There are two issues with connecting to Spark on Dataproc from outside a cluster: Configuration and Network access. It is generally somewhat difficult and not fully supported, So I would recommend using sparklyr inside the cluster.
Configuration
Google Cloud Dataproc runs Spark on Hadoop YARN. You actually need to use yarn-cluster:
sc <- spark_connect(master = 'yarn-client')
However you also need a yarn-site.xml
in your $SPARK_HOME
directory to point Spark to the right hostname.
Network Access
While you can open ports to your IP address using firewall rules on your Google Compute Engine network, it's not considered a good security practice. You would also need to configure YARN to use the instance's external IP address or have a way to resolve hostnames on your machine.

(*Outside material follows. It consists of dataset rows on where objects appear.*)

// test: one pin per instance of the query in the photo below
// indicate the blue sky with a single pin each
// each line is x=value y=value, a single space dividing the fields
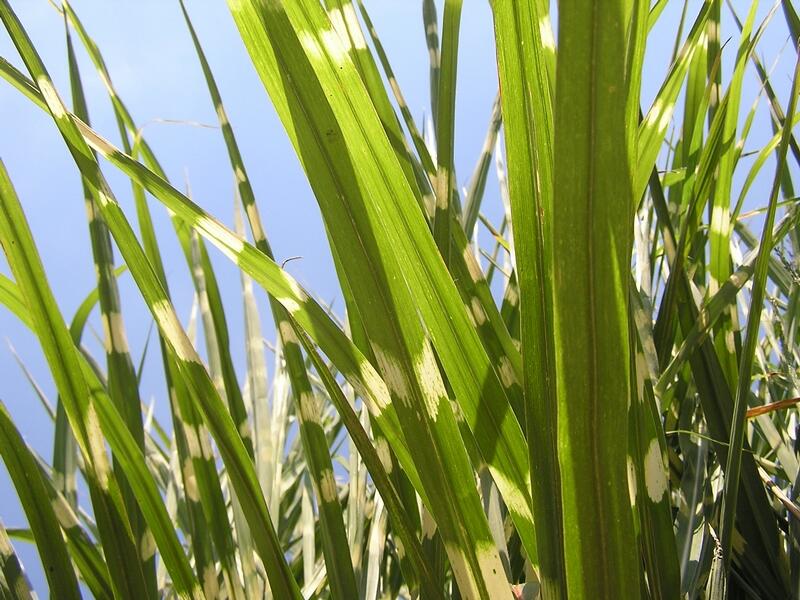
x=154 y=68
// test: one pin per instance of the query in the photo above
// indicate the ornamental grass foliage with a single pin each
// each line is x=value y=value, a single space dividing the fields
x=592 y=395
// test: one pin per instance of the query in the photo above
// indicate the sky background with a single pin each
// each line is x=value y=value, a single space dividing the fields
x=154 y=68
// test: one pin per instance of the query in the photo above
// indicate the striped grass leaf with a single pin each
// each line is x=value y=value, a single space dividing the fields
x=648 y=452
x=122 y=382
x=208 y=506
x=324 y=182
x=103 y=417
x=736 y=439
x=591 y=252
x=40 y=514
x=529 y=138
x=757 y=527
x=345 y=21
x=61 y=356
x=340 y=573
x=408 y=119
x=720 y=227
x=476 y=188
x=302 y=307
x=653 y=128
x=446 y=186
x=379 y=465
x=230 y=443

Using sparklyr on Dataproc
sparklyr can be installed and run with R REPL by SSHing into the master node and running:
$ # Needed for the curl library
$ sudo apt-get install -y libcurl4-openssl-dev
$ R
> install.packages('sparklyr')
> library(sparklyr)
> sc <- spark_connect(master = 'yarn-client')
I believe RStudio Server supports SOCKS proxies, which can be set up as described here, but I am not very familiar with RStudio.
I use Apache Zeppelin on Dataproc for R notebooks, but it autoloads SparkR, which I don't think plays well with sparklyr at this time.